Nachdem die Visitenkarte, der Briefbogen, der Flyer mit Geschenkgutschein gedruckt sind, kommen wir zum elektronischen Dialog-Marketing, das ebenfalls völlig kostenfrei genutzt werden sollte. Es beginnt bereits mit jedem persönlichen Kontakt, offline wie im Netz. Bereits in der Phase des Interesses, also vor dem Abschluss eines Geschäfts, gilt es die wesentlichen Informationsdaten des Interessenten aufzunehmen. Gerade nach der Reform des Telekommunikationsgesetzes dürfen nur dann Mailings und Telemarketingaktionen durchgeführt werden (insbesondere bei der Privatkundenansprache), wenn sich der Betreffende damit vorher einverstanden erklärt hat.

Hege und Pflege

Mit einer simplen Frage, zum Beispiel ob „ich Sie auf dem Laufenden halten darf“ bei neuen Aktionen/Produkten/Dienstleistungen, lassen sich die Kontaktdaten leichter aufnehmen. Mit dem Abschluss sollte es Pflicht sein, die Kundendaten aufzunehmen, denn es ist immer preiswerter, bestehende Kunden liebevoll zu pflegen, als neue Kunden zu gewinnen. Eine teure Software ist hierfür nicht erforderlich, das lässt sich gut mit Outlook durchführen. Zu regelmäßigen Zeitpunkten können so die Interessenten/Kunden angesprochen und eingeladen werden. Häufig wird diese Möglichkeit insbesondere im Handel und der Dienstleistung gar nicht berücksichtigt, somit viel Potenzial verschenkt.

Der Auftritt

Eine eigene Website gehört inzwischen zu jedem Geschäft, dennoch wird diese Variante insbesondere bei kleinen Gründungen eher stiefmütterlich behandelt. Einen Profi dafür zu engagieren, ist überhaupt nicht erforderlich, es gibt so viele Anbieter auf diesem Markt mit einer guten und einfach zu bedienenden Nutzerführung, dass die technische Umsetzung ganz leicht geht.
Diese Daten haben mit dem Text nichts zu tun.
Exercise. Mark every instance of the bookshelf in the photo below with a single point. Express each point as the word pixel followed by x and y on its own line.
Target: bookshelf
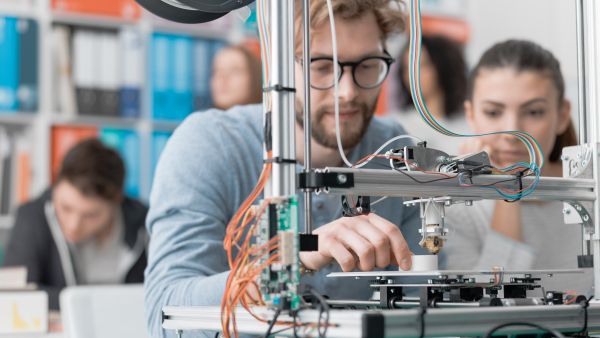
pixel 36 130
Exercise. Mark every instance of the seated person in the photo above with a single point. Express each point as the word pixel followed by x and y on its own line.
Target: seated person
pixel 236 78
pixel 444 87
pixel 82 230
pixel 213 161
pixel 517 85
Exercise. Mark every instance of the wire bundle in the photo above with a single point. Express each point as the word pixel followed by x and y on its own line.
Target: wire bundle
pixel 536 155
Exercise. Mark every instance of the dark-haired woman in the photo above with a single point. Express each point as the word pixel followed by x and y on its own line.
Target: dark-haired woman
pixel 517 85
pixel 82 230
pixel 443 84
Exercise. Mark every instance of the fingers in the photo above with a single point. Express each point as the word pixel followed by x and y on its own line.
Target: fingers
pixel 343 256
pixel 359 245
pixel 363 242
pixel 378 239
pixel 399 247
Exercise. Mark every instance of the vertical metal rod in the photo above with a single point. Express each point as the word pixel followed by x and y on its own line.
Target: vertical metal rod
pixel 581 72
pixel 308 226
pixel 591 22
pixel 283 178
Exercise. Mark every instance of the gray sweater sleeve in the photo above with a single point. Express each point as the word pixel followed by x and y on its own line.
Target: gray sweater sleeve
pixel 196 189
pixel 472 244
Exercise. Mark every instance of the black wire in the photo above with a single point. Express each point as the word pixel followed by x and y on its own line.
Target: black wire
pixel 272 323
pixel 520 178
pixel 423 182
pixel 323 308
pixel 540 327
pixel 422 313
pixel 585 304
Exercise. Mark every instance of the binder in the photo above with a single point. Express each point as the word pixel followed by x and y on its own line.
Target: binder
pixel 127 9
pixel 160 61
pixel 86 49
pixel 28 92
pixel 203 55
pixel 9 59
pixel 183 77
pixel 66 102
pixel 127 143
pixel 159 142
pixel 107 74
pixel 131 52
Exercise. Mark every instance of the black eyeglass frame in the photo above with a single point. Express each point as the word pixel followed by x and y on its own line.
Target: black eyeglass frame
pixel 388 59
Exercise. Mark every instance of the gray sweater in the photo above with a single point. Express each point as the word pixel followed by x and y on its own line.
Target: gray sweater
pixel 207 169
pixel 548 242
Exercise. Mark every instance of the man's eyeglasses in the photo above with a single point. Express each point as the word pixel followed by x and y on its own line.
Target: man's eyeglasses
pixel 367 73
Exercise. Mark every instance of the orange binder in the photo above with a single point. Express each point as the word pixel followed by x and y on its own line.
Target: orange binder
pixel 127 9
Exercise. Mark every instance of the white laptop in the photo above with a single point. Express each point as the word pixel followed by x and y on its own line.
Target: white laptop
pixel 103 311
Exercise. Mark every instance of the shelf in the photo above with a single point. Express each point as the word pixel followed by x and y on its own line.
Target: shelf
pixel 94 21
pixel 18 119
pixel 96 120
pixel 196 31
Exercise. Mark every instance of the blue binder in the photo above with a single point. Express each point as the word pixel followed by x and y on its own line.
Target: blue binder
pixel 159 141
pixel 183 77
pixel 28 96
pixel 9 61
pixel 203 55
pixel 159 72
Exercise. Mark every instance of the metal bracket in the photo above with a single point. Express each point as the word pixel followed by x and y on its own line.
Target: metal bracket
pixel 325 180
pixel 361 207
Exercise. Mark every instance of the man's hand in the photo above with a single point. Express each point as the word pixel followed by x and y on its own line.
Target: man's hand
pixel 363 242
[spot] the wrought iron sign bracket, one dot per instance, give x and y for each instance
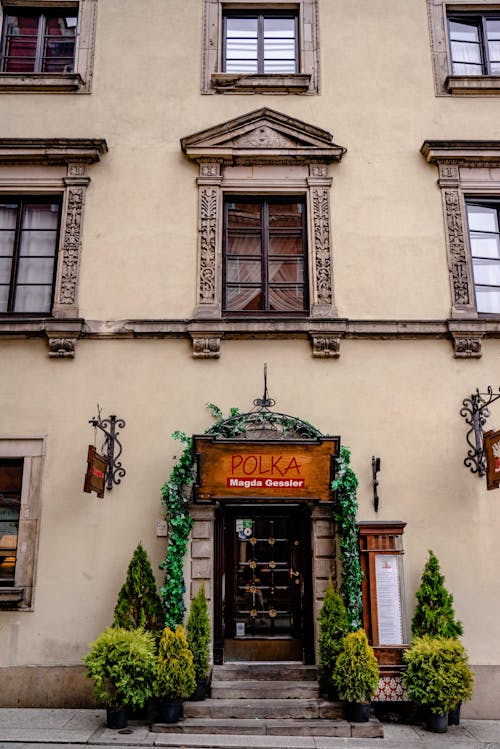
(112, 447)
(475, 411)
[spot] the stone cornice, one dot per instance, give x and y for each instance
(51, 151)
(464, 151)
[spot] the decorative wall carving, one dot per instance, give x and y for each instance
(208, 237)
(325, 346)
(456, 243)
(467, 346)
(206, 346)
(71, 247)
(322, 250)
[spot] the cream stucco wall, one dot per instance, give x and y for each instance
(397, 399)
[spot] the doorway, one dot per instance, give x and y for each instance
(264, 582)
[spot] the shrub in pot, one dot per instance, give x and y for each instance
(333, 627)
(175, 678)
(122, 665)
(356, 675)
(437, 677)
(198, 635)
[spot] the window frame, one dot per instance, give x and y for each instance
(20, 595)
(265, 256)
(80, 79)
(261, 16)
(307, 78)
(22, 201)
(481, 201)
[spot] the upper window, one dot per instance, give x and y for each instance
(270, 46)
(260, 43)
(38, 42)
(47, 46)
(465, 41)
(265, 255)
(29, 229)
(484, 240)
(475, 45)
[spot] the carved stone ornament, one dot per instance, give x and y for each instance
(62, 348)
(325, 346)
(457, 251)
(322, 248)
(208, 234)
(467, 346)
(71, 247)
(206, 346)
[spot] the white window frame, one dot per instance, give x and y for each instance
(306, 81)
(20, 596)
(80, 80)
(445, 83)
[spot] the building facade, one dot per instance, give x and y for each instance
(191, 189)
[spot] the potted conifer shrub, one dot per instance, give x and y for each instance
(175, 679)
(356, 676)
(139, 604)
(122, 665)
(198, 635)
(333, 627)
(437, 677)
(434, 613)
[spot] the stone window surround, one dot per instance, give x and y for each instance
(80, 81)
(304, 82)
(64, 172)
(32, 449)
(466, 169)
(445, 83)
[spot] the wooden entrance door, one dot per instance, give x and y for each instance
(266, 560)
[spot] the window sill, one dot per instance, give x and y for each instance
(271, 83)
(40, 83)
(473, 85)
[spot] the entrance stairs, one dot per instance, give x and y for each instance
(263, 699)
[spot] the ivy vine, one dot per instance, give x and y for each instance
(175, 500)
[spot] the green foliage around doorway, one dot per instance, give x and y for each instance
(175, 499)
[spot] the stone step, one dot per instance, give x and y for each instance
(263, 709)
(255, 726)
(264, 690)
(254, 671)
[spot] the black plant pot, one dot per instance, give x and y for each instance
(116, 718)
(200, 692)
(454, 716)
(357, 712)
(437, 723)
(170, 712)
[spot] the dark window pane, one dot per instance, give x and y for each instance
(243, 214)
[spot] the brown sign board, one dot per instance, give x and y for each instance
(267, 469)
(95, 476)
(492, 454)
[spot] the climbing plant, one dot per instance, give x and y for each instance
(175, 499)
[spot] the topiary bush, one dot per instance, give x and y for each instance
(122, 664)
(438, 675)
(356, 671)
(139, 604)
(434, 614)
(198, 634)
(175, 679)
(333, 627)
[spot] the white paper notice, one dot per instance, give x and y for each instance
(390, 625)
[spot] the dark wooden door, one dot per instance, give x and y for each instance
(266, 583)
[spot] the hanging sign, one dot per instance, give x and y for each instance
(292, 469)
(95, 476)
(492, 454)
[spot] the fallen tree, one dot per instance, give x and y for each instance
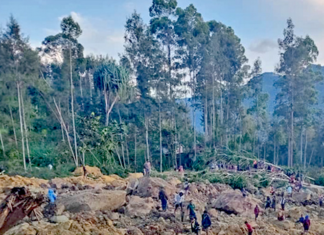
(17, 205)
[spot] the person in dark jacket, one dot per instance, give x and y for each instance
(164, 199)
(306, 224)
(195, 227)
(268, 203)
(249, 227)
(205, 221)
(256, 212)
(274, 203)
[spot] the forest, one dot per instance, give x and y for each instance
(61, 107)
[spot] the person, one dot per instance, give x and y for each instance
(164, 199)
(147, 168)
(321, 200)
(272, 191)
(281, 216)
(268, 203)
(191, 208)
(178, 202)
(256, 212)
(249, 227)
(283, 202)
(306, 224)
(273, 205)
(244, 193)
(85, 172)
(289, 191)
(181, 171)
(195, 227)
(186, 186)
(51, 196)
(301, 219)
(205, 221)
(255, 164)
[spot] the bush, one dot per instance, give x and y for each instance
(237, 182)
(320, 180)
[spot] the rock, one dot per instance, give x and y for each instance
(234, 202)
(174, 181)
(93, 172)
(87, 201)
(138, 206)
(134, 231)
(150, 187)
(59, 219)
(59, 183)
(213, 213)
(59, 209)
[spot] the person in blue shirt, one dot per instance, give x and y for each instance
(51, 196)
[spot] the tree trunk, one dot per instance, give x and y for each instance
(306, 143)
(2, 144)
(21, 128)
(301, 146)
(25, 128)
(13, 126)
(135, 148)
(63, 139)
(160, 129)
(146, 138)
(66, 132)
(72, 110)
Viel mehr Zeit und Müh kostet es, die Gestaltung so durchzuführen, dass der neue Besucher sich auch leicht zurechtfindet und vor allem einen Impuls erhält, auch aktiv zu werden. Wie im Flyer bereits begonnen, gilt es auch hier im Dialog zu bleiben. Es muss ein Gefühl aufkommen, auf dieser Website auch willkommen zu sein. Allerdings reicht es nicht aus, eine Website zu besitzen, sie muss auch gefunden werden.

Inhalte aufbauen

„Content“ heißt die Lösung, wenn ohne kostenintensives Suchmaschinenmarketing und Anzeigenschaltungen auf sich aufmerksam gemacht werden soll. Wenn nach der Kontaktaufnahme im Netz nach der Firma oder dem privaten Namen gegoogelt wird, aber nichts auf den ersten Seiten zu finden ist, dann bleiben die Fragen des Interessenten offen. Mit selbst geschriebenen Artikeln und Beiträgen in den entsprechenden Foren lässt sich schon eine Spur setzen. Noch besser ist es, einen Blog oder ein Forum zu eröffnen. Die Software hierfür gibt es kostenfrei von vielen Anbietern, allerdings ist der Zeitaufwand hierfür gerade in der Erstellung des inhaltlichen Grundgerüstes beträchtlich. Hier heißt es, einen langen Atem bewahren und es sich zur Pflichtaufgabe machen, in regelmäßigen Abständen Artikel zu veröffentlichen.

Portale nutzen

Auch in Portalen wie Facebook und Twitter sollten passende Beiträge hineingebracht werden, das erhöht den Rang bei den Suchmaschinen. Das funktioniert natürlich nur, wenn mit eigenem Namen geschrieben wird und im Forum eine vollständige Signatur vorhanden ist. Über Google-Analytics lässt sich anschließend genau verfolgen, wie sich der Besucherstrom entwickelt, wie sich die Treffer auf eigene Artikel verändern und zu welchen Zeiten was im Blog/Forum passiert. So können Kampagnen zielgenau durchgeführt werden, um neue Interessenten zu gewinnen.